BAYRAM
Bu bayram hemen babalar günü ertesine rastladı. İnsan bayram olunca yeni ve temiz elbiseler giymiş, sevinçten uçar gibi yürüyen çocukların, ana ve babaların dolaştığı bir ortam arzu ediyor. Gerçi Sayın Başbakan konuşurken ben bir an için ellerimle kendime dokunuyorum. Kendimi çimdikliyorum. Gerçek hayatta mıyım? Rüya mı görüyorum? Anlamaya çalışıyorum. Çünkü Sayın Başbakana göre tozpembe bir ülkede yaşıyoruz. Örneğin geçenlerde 3. Köprü inşaatında çalışanlarla yaptığı iftarda hiç işsiz yokmuş, köprü inşaatında çalışanlar aldıkları ücretle ay başını nasıl getiririm hesabı değil de dünyanın hangi ülkesine seyahat ederim hesabı yapıyormuş gibi bir imaj vermeye çalışıyor. Gariban işçiler konuşmayı yapan Başbakan olduğu için konuşma sonunda sahte tebessümle tezahürat yapıyorlar.
Halbuki hemen hemen hepsi bayramda çocuklarını memnun edecek bir bayrama kavuşamayacak olmanın ezikliğini hissediyor. Kim istemez yaz mevsiminin başına denk gelen bu bayramda olanakları elverdiğince bir deniz kenarında ya da bir yaylada çocukları ile üç gün de olsa güzel bir tatil yapıp dinlenmeyi. Fakat ne mümkün! Bir eski müteahhit arkadaşla Pazar gün sohbet ediyoruz. Aktif çalıştığı günlerde bir iş hanı yapmış. Bugünlerde iş hanı dan aldığı kira ile mütevazı bir yaşam sürdürmeye çalışıyor.
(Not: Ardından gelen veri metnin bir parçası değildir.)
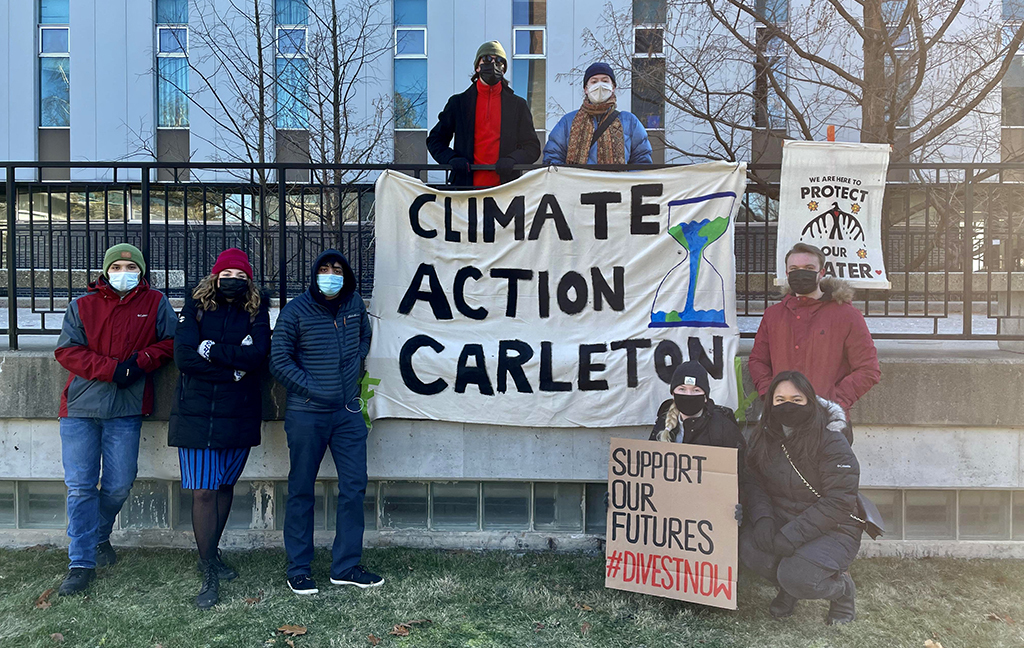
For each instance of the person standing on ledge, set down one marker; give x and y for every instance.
(597, 133)
(316, 352)
(491, 125)
(112, 340)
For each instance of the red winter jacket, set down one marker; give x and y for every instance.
(99, 330)
(825, 339)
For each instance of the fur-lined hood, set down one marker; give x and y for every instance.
(835, 289)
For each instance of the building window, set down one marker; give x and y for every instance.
(54, 63)
(529, 50)
(411, 81)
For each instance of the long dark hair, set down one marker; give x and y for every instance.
(805, 440)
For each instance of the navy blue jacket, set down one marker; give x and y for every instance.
(211, 408)
(316, 353)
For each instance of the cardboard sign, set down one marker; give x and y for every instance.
(672, 528)
(565, 298)
(830, 197)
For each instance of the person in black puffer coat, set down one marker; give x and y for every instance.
(318, 346)
(220, 347)
(691, 417)
(803, 537)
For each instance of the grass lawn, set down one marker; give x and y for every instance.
(491, 599)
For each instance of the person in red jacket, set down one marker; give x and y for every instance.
(816, 331)
(113, 338)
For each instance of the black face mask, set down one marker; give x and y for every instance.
(232, 288)
(791, 415)
(491, 74)
(690, 404)
(803, 282)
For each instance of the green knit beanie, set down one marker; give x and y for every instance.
(491, 47)
(123, 252)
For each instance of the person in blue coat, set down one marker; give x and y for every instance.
(621, 138)
(316, 351)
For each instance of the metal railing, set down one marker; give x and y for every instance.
(951, 236)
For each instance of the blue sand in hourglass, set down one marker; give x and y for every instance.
(694, 236)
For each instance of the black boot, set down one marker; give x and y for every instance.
(783, 605)
(78, 579)
(841, 610)
(209, 594)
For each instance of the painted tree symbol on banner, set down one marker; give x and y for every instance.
(695, 236)
(844, 225)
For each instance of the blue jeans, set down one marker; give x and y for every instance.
(91, 511)
(309, 434)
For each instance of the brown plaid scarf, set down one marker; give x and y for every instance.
(610, 145)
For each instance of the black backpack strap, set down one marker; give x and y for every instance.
(603, 126)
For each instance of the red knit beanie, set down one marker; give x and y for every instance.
(232, 259)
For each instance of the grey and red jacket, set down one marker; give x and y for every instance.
(101, 329)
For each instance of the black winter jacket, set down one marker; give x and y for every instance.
(518, 139)
(211, 408)
(316, 353)
(820, 528)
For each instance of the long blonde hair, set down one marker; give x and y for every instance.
(206, 295)
(671, 422)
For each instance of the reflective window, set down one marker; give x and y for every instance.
(410, 11)
(54, 91)
(411, 93)
(293, 93)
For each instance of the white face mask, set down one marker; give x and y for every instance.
(599, 92)
(123, 282)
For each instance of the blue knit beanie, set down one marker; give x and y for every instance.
(598, 69)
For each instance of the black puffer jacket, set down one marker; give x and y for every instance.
(820, 528)
(211, 408)
(316, 352)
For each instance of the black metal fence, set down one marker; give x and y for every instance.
(951, 236)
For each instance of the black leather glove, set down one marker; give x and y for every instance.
(128, 372)
(764, 532)
(460, 165)
(504, 166)
(783, 547)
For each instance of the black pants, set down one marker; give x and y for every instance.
(801, 578)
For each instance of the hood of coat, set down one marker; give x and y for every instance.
(835, 290)
(330, 256)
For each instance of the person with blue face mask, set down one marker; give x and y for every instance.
(316, 352)
(113, 338)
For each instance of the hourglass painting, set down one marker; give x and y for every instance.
(692, 294)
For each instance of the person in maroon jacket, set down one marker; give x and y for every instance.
(816, 331)
(113, 338)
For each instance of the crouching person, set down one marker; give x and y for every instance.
(220, 346)
(803, 492)
(317, 348)
(112, 340)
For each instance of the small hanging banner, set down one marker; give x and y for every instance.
(830, 197)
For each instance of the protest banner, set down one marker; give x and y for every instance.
(565, 298)
(672, 528)
(830, 197)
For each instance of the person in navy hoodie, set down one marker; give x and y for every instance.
(320, 342)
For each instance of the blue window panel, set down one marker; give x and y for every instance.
(293, 94)
(411, 93)
(411, 42)
(53, 41)
(292, 11)
(291, 42)
(54, 11)
(173, 41)
(172, 92)
(410, 11)
(172, 11)
(529, 11)
(54, 91)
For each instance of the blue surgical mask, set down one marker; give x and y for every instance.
(123, 282)
(330, 285)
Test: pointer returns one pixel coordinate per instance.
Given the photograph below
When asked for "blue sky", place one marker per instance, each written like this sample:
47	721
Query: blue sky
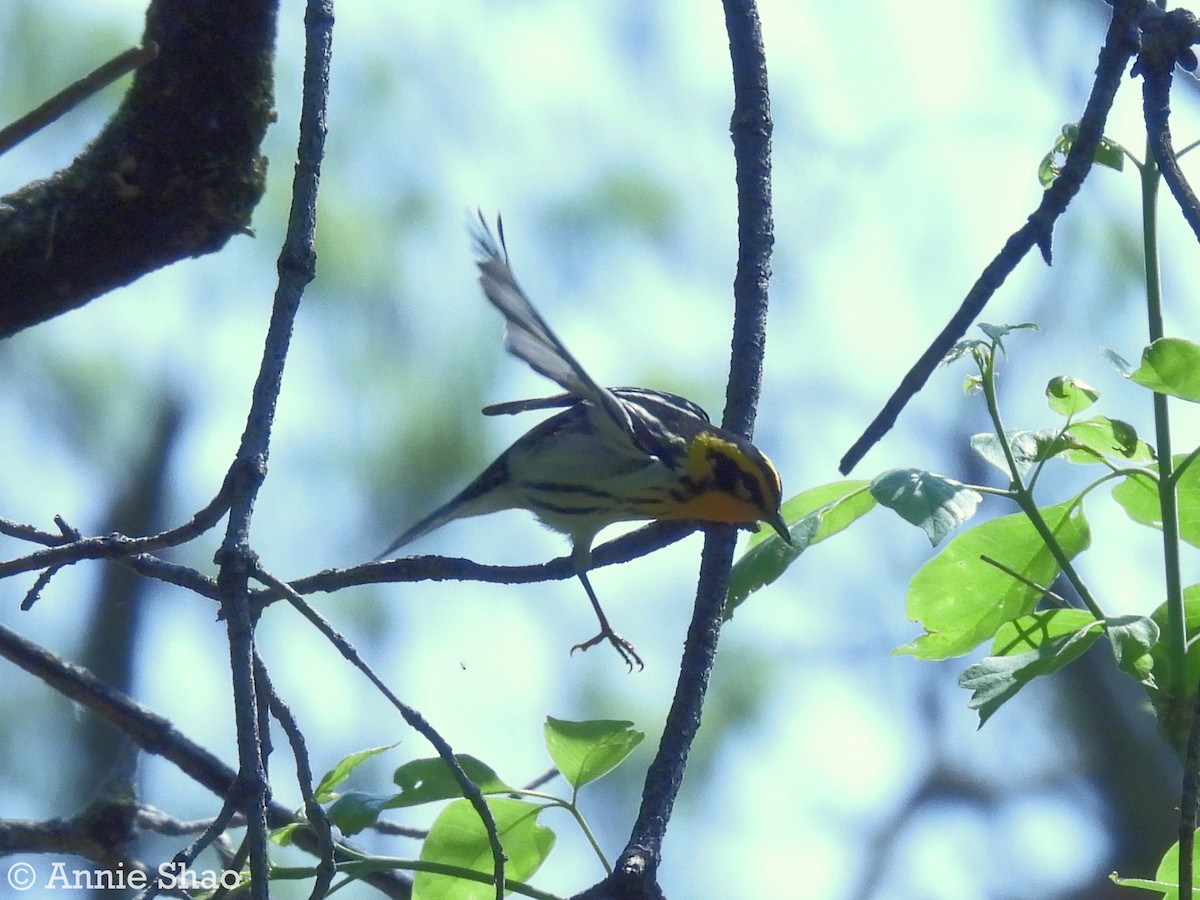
906	147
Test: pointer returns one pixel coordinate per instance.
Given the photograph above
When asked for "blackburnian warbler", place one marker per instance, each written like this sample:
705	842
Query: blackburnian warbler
611	455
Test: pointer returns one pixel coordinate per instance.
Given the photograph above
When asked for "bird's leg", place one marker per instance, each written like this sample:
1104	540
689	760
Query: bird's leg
606	634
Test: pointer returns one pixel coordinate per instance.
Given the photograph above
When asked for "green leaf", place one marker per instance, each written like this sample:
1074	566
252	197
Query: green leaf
1138	496
355	810
996	679
840	503
430	779
997	333
966	347
961	600
1119	363
1032	631
1133	641
1027	448
459	838
1091	439
1170	365
1164	663
1108	153
341	771
1167	879
816	514
934	503
586	751
1069	396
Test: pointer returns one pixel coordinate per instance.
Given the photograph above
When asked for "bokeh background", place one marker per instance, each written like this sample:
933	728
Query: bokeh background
906	142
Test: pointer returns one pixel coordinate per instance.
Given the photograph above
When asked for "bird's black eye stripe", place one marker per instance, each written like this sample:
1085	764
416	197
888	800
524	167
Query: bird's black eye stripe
735	479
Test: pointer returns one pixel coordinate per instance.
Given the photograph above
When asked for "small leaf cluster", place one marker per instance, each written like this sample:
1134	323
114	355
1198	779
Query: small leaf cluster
993	582
455	861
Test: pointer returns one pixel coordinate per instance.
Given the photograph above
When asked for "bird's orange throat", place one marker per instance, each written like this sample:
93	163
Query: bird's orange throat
715	507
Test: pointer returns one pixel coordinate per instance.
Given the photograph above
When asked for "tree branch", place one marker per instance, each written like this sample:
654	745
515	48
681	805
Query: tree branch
1120	45
174	173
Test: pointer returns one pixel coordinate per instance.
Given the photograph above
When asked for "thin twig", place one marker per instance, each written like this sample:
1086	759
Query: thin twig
73	95
317	819
414	719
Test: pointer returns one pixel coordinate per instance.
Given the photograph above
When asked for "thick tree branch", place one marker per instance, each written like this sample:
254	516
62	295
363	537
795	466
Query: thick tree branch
175	172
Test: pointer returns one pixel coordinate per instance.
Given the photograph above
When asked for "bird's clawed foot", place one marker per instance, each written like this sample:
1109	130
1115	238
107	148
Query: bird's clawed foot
623	647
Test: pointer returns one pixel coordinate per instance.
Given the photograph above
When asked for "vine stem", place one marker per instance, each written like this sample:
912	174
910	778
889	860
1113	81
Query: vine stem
1176	618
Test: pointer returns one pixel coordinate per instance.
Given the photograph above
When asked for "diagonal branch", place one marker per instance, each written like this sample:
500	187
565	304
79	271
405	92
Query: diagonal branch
1120	45
175	172
750	127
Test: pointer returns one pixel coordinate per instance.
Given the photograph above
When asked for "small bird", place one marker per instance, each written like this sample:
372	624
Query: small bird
611	455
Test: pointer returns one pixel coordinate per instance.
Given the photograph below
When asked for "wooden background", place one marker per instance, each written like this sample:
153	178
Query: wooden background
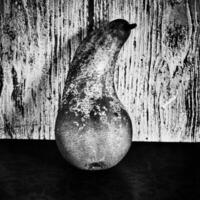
157	75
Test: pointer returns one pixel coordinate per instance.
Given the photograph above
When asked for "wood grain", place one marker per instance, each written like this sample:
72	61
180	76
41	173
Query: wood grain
156	77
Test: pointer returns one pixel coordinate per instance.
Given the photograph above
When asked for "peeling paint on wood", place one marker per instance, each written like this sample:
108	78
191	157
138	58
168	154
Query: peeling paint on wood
157	74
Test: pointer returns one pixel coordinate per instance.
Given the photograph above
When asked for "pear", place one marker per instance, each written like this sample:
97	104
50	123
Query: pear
93	130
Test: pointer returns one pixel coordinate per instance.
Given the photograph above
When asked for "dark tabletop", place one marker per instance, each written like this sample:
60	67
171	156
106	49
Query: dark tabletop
34	170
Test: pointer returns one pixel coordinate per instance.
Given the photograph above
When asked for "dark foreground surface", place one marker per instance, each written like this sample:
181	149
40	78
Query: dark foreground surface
34	170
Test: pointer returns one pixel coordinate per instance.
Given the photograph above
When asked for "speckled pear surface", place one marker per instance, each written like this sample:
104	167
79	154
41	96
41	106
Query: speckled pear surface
93	130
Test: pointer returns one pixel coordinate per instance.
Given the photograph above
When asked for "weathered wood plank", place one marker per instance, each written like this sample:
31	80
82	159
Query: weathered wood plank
157	74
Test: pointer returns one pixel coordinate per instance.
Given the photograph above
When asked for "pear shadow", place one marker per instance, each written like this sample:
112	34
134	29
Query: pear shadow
106	184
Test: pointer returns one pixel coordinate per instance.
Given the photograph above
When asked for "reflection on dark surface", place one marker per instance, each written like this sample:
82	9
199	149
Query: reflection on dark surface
35	170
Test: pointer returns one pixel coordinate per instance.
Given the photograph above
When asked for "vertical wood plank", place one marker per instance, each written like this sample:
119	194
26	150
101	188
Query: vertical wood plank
156	77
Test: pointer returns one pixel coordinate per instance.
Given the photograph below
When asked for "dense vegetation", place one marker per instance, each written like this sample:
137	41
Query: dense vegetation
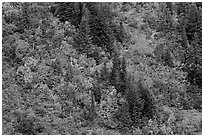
101	68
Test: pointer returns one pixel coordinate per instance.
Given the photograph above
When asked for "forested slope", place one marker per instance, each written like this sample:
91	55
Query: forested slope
101	68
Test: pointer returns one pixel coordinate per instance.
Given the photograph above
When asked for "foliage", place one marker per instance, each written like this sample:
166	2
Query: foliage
62	75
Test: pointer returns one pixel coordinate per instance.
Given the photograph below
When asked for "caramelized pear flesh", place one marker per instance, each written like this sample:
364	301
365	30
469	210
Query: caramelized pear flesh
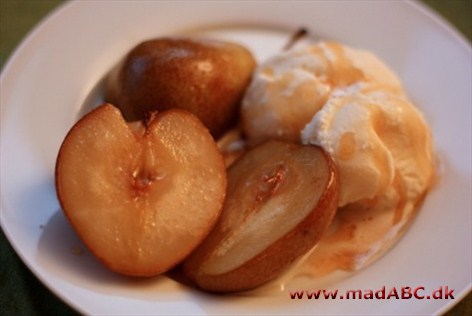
205	77
281	198
140	196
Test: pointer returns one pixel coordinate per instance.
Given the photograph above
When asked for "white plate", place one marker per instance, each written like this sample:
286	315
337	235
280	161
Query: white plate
55	75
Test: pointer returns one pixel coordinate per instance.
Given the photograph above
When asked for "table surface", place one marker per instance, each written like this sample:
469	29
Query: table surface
20	292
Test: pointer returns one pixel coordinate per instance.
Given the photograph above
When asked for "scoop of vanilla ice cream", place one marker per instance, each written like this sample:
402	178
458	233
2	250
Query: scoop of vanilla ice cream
289	88
378	140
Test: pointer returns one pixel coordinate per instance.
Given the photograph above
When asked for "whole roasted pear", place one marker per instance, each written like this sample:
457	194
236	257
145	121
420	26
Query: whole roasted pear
206	77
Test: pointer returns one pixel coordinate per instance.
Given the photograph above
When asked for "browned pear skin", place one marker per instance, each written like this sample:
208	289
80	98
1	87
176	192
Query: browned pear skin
205	77
281	198
142	197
Bu günlerde geçim sıkıntısı çektiğini dile getiriyor. Çünkü iş hanındaki kiracı sayısı üçte b ire inmiş. Mevcut kiracılar da düzenli olarak kira ödemesi yapamıyormuş.
İşte size 2017 yılının şeker bayramına girdiğimiz günlerdeki Türkiye manzarası….! Bir yanda kirasını ödeyemediği için kapanan iş yerleri, iş hanı sahibi olduğu halde kirasını alamadığı için geçim sıkıntısı çeken eski müte-ahhitler, diğer tarafta milletin orasına-burasına koyan günümüz müteahhitleri..
Umarım yaşadığımız ortamdaki bazı gerçekleri görürüz. Kafamızı gömülü olan kumdan kaldırır, biraz sağımıza solumuza bakarız. Bu bayramın bu bağlamda insanların gözlerinin açıldığı, gerçeklerin görüldüğü bir bayram olmasını diliyorum. Hissiyattan uzak, realist insanların arttığı bir bayram olmasını diliyorum. Ülkemiz başta olmak üzere Uzak Doğu’dan Alaska’ya, Kuzey Kutbu’ndan Güney Kutbu’na herkesin hür ve özgürce yaşadığı bir dünya temenni ediyorum.